As is clear from the results shown in Table 1, according to the embodiments of the present invention, it is possible to provide a thermally conductive resin sheet that reduces the amount of expensive BN used and has a low thermal resistance value.

1‧‧‧ Thermally conductive sheet

2‧‧‧ matrix composition

4‧‧‧The first thermally conductive filler

5‧‧‧Second thermally conductive filler

6‧‧‧Fusion wire

8‧‧‧screw

10‧‧‧Flow

12‧‧‧ First gap

14‧‧‧ 2nd gap

100‧‧‧Extruder

FIG. 1 is a cross-sectional view schematically showing a thermally conductive sheet according to an embodiment of the present invention. FIG. 2 is a diagram schematically showing an extruder used in the production of a thermally conductive sheet according to an embodiment of the present invention.

Claims (3)

A thermally conductive resin molded article comprising a resin and a thermally conductive filler, the thermally conductive filler including a first thermally conductive filler and a second thermally conductive filler having a smaller particle size than the first thermally conductive filler, the thermal conductivity The resin molded article is characterized in that the content of the thermally conductive filler is 30% by volume to 50% by volume, and the first thermally conductive filler is boron nitride containing a particle diameter of 30 μm or more and an aspect ratio of 10 or more.
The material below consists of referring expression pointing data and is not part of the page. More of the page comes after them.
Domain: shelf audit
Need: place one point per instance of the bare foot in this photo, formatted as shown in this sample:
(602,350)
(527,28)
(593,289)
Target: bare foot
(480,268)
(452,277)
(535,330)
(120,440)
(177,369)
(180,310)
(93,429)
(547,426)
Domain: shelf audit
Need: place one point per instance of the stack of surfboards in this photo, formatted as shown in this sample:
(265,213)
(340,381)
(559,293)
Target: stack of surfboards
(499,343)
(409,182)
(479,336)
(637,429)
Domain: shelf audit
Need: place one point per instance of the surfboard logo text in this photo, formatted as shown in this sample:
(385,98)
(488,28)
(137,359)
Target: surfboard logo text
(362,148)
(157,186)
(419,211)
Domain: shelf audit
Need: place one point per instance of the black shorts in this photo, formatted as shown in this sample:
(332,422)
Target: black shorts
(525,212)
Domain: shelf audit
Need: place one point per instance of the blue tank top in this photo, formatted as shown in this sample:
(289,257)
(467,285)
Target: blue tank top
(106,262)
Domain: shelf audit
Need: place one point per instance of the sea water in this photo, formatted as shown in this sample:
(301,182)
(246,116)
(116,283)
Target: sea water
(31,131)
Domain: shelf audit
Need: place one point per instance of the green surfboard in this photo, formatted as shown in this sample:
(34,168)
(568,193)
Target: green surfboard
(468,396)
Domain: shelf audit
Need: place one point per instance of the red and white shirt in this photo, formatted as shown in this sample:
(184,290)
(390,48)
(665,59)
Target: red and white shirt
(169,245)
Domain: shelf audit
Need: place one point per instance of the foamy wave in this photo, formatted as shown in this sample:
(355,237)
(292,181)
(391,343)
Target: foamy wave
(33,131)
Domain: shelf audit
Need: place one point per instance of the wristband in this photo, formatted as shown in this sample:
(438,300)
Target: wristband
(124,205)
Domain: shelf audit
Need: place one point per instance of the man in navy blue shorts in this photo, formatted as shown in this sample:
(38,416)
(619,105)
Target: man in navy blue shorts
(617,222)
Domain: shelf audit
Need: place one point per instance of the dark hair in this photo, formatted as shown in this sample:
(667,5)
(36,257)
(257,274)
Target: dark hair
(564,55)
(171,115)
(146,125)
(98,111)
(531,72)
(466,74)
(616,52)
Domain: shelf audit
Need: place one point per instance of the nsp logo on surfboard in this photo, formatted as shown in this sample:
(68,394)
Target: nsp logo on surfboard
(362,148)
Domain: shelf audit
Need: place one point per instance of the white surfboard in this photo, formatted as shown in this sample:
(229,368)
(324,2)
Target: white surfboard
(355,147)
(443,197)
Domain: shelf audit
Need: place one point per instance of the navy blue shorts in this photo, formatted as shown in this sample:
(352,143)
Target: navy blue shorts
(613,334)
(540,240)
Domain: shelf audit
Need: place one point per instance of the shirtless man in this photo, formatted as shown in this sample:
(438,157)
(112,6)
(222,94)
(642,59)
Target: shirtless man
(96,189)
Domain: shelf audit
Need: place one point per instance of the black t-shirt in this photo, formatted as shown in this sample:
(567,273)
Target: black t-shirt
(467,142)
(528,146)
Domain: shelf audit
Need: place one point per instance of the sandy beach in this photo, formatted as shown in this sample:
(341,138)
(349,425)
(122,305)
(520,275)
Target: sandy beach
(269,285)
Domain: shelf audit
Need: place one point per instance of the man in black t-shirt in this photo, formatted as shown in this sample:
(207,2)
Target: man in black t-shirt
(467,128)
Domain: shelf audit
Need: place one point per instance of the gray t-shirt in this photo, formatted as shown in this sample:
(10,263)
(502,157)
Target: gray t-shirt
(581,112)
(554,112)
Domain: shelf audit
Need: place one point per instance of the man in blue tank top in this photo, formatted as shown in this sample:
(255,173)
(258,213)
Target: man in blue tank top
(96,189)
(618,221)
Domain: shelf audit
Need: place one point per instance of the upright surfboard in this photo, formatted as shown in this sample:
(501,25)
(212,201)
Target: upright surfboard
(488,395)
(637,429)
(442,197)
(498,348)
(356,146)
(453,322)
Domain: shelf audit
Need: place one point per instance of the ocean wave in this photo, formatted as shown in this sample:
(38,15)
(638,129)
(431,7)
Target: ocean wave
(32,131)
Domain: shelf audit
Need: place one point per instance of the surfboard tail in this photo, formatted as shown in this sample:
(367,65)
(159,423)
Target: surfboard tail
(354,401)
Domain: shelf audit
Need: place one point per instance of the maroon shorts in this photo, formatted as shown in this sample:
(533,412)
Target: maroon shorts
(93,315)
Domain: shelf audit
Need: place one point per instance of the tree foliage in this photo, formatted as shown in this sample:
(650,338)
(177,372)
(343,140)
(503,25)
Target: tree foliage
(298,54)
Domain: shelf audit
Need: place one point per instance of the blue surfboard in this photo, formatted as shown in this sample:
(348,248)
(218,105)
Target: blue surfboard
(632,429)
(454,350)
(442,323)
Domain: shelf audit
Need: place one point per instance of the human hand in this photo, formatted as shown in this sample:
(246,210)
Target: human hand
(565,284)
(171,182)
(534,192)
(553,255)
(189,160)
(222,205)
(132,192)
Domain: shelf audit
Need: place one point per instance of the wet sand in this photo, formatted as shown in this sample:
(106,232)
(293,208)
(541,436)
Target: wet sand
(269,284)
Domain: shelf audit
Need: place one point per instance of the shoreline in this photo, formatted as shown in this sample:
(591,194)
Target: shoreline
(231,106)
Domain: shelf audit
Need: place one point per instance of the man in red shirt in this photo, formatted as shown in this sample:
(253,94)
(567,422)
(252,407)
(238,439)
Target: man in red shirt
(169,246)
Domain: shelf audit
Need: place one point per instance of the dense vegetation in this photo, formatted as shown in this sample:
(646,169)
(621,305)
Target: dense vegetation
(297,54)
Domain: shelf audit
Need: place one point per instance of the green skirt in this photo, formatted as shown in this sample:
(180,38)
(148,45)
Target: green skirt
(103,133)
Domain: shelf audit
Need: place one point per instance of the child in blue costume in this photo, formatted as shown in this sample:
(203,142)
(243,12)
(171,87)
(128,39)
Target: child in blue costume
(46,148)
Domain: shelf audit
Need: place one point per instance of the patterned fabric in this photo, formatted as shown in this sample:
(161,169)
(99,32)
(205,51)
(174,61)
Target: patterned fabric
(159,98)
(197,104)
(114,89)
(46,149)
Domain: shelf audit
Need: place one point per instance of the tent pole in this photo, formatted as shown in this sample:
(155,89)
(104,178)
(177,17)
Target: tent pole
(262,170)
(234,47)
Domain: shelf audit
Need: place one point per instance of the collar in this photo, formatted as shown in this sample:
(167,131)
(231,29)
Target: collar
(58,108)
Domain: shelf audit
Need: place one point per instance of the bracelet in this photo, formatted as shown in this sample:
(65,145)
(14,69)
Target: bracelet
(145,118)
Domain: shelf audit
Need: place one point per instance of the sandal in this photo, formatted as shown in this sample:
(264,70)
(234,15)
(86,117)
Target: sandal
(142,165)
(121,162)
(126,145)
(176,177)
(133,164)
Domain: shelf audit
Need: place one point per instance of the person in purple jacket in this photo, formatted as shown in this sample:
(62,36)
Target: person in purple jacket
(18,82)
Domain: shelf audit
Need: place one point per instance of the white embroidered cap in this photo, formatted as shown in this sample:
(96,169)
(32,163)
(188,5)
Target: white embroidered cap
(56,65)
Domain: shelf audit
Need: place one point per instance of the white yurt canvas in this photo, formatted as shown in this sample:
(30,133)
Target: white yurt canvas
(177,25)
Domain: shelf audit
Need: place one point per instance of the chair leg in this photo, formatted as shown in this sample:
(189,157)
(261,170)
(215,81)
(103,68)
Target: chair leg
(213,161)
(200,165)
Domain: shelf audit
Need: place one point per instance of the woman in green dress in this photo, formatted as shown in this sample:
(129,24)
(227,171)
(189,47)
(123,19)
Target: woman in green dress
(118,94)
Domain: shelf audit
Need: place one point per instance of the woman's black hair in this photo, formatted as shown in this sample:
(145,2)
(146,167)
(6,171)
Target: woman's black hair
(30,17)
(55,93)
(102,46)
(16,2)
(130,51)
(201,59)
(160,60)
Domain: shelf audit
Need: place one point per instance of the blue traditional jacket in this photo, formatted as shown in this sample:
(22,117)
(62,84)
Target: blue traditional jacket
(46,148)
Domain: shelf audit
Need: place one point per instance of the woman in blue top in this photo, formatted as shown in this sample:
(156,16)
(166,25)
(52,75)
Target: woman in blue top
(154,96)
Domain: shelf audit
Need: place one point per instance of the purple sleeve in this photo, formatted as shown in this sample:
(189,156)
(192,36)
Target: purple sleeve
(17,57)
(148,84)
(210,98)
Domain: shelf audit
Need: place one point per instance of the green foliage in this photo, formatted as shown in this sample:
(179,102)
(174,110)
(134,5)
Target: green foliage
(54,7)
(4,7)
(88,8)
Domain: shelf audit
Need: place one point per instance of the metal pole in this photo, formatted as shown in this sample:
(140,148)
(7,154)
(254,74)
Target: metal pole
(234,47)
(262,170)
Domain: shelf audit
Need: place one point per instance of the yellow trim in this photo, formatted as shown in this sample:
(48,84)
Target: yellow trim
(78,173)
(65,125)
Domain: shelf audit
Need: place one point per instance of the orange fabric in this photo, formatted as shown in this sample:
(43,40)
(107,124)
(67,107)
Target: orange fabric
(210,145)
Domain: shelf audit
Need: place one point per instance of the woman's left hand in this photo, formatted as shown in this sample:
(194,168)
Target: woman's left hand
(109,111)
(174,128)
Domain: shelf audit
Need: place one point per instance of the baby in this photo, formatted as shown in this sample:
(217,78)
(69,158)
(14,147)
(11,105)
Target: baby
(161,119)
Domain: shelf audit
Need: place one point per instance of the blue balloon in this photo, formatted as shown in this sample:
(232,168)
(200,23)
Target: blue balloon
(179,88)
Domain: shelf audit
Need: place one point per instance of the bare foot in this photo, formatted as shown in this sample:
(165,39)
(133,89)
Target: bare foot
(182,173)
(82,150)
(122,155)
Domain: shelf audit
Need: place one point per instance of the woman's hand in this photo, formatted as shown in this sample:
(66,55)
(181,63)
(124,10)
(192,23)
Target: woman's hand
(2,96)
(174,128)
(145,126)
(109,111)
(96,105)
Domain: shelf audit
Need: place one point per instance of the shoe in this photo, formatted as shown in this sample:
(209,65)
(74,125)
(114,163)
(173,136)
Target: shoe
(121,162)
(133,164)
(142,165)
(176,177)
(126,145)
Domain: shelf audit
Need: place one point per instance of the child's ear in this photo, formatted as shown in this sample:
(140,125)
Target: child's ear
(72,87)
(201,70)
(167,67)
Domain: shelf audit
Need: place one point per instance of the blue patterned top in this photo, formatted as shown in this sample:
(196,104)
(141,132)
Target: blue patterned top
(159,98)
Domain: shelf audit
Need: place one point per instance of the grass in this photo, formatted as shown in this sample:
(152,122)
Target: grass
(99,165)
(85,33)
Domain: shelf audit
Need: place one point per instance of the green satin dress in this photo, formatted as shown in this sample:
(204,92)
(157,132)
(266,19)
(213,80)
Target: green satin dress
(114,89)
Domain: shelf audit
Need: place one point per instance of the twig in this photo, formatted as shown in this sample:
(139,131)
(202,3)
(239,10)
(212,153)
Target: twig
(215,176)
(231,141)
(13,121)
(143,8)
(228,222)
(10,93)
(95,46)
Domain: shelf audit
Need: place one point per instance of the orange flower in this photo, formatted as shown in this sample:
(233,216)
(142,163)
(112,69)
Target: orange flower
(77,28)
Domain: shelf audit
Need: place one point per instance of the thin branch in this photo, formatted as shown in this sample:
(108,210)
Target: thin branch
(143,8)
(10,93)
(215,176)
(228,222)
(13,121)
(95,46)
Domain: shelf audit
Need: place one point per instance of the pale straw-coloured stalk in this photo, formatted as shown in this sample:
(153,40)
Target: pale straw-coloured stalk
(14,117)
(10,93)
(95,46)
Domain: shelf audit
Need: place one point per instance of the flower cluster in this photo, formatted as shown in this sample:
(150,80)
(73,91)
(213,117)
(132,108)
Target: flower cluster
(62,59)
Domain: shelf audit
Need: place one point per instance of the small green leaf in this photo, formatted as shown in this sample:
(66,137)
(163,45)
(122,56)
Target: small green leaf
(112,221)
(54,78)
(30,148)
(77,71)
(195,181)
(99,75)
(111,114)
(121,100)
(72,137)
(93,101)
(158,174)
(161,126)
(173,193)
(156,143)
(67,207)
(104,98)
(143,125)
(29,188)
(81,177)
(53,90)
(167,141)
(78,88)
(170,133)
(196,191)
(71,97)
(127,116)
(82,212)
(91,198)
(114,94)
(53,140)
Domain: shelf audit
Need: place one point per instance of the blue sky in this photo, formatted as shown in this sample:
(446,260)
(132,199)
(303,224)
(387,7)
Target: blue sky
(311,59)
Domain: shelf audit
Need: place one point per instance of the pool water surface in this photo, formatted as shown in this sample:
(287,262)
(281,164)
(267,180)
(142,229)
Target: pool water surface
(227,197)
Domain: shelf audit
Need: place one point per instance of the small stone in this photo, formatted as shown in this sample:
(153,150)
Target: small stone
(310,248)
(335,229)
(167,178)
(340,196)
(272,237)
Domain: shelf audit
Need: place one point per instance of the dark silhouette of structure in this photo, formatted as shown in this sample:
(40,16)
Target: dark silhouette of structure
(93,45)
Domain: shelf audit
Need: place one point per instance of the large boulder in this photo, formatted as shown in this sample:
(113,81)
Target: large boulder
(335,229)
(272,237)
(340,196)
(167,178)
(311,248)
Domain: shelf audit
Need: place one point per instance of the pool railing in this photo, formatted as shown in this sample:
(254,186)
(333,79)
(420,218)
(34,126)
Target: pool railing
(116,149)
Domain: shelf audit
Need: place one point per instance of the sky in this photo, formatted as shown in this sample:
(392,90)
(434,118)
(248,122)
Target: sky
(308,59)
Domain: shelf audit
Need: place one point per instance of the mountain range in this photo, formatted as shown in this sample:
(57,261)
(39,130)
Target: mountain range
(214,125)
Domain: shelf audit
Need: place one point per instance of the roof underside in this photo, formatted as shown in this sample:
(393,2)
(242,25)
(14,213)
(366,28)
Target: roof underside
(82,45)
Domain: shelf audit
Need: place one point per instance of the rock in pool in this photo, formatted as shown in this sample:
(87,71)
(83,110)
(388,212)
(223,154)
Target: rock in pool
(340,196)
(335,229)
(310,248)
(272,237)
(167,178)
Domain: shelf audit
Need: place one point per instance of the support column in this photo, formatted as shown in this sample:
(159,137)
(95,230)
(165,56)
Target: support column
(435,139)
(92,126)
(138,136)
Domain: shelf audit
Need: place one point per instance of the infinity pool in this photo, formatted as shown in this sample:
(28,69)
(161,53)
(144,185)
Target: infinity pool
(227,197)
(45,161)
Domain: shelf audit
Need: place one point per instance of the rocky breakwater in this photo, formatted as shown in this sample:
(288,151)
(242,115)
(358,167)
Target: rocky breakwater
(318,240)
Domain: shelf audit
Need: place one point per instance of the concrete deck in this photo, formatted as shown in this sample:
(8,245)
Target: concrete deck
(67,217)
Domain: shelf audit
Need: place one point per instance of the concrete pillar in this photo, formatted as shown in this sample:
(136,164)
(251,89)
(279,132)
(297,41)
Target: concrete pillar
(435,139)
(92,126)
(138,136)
The filler, the content of the first thermally conductive filler is 5 to 20% by volume, and the second thermally conductive filler is a filler containing materials other than boron nitride. The thermally conductive resin molded article as described in item 1 of the patent application range, wherein the particle diameter of the second thermally conductive filler is 3 μm to 20 μm. The thermally conductive resin molded article according to item 1 or 2 of the patent application range, wherein the second thermally conductive filler is a filler containing magnesium oxide or magnesium carbonate.